The poster at ENCALS also included new data on CNM-Au8’s effect on neurofilament light chain (NfL), which is a well-established marker of nerve damage.

Data showed, for patients who were on CNM-Au8 throughout the entire study, average blood NfL levels were stable in the first six months, then gradually decreased, by 7.2%, after about 1.5 years of total follow-up.

In contrast, NfL levels rose notably in the first six months in the placebo group, then stabilized after these patients started on active treatment in the open-label extension. Still, by the end of 1.5 years total follow-up, NfL levels were on average 10.3% higher than at the start of the study.

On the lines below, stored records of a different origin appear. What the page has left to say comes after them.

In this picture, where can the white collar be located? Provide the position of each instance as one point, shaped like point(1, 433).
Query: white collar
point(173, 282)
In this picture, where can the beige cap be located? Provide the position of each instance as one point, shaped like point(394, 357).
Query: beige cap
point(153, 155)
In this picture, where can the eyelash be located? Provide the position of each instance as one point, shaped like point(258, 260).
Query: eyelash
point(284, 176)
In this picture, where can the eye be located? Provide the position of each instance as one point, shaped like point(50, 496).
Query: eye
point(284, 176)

A sub-analyses of 55 NfL “responders” — that is, patients who experienced a consistent decline in NfL levels with CNM-Au8 — showed average blood levels of NfL were decreased by approximately 28% after about 1.5 years of follow-up, and the decrease in NfL was more pronounced among patients who started with higher levels of this marker.

Collectively, these data support the idea that CNM-Au8 may help limit nerve cell damage to improve outcomes for ALS patients, according to researchers.

Clene is now investigating CNM-Au8 in ALS patients outside of clinical trials, as part of its expanded access program initiatives. Data from these programs and from the company’s RESCUE-ALS Phase  2 trial (NCT04098406), have also demonstrated the therapy’s ability to extend survival in people with ALS.